Searching 1.4 Billion Credentials with Amazon Athena

On the 5th of December 2017 a 41GB dump of usernames and passwords was discovered - 4iQ have a post about their discovery on Medium here.

4iQ's initial analysis suggests that this includes 385 million new credential pairs. This post looks at how you can discover if any of your users are included in this dump as well as performing your own analysis.

The Plan

Steps to achieve goal of performing ad hoc queries (produced using draw.io)

Steps to achieve goal of performing ad hoc queries (produced using draw.io)

Before we can perform efficient ad hoc queries we need to:

  • Flatten the folder structure of the files in this breach compilation
  • Upload to S3
  • Convert to parquet

Tools

The volume of data involved here has led me to look at:

I've also used a PowerShell script to flatten the directory structure that the files were in originally, and CloudBerry Explorer for uploading to S3.

File Structure

If you download a copy of the dump as it exists in the wild, you'll find it has been optimized for a search based on the username. This is achieved by splitting the dump into 1,981 files in a structure that represents up to the first 3 characters of the username.

e.g. all users starting with A are in a folder called A with sub-folders which represent the second letter.

This allows for quick searches on username but does not really help if you're looking for all the users in a given domain. This presents a problem for larger corporates and managed service providers which may have dozens to multiple hundreds of domain names to search for.

Step 1 - Flatten Files

Having a nested folder structure causes problems with Athena, as it expects multiple files in one folder. So the first step is to reorganize the files into a flattened structure (i.e. removing the directory structure so all files reside in one folder). 

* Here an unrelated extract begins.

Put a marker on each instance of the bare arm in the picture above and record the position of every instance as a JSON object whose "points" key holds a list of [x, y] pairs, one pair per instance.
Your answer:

The PowerShell script below takes files from G:\breach-compilation\data and moves them to a flattened structure in G:\breach-compilation-flat. A file that starts off at G:\breach-compilation\data\a\l\c is moved to G:\breach-compilation-flat\a-l-c.

(Get-ChildItem -Path G:\breach-compilation\data -Recurse -File) | % {
    $file = $_
    $sourcePath = $file.FullName
    $newFileName = [System.String]::Join("-", $file.FullName.Replace("G:\breach-compilation\data\", "").Split("\"))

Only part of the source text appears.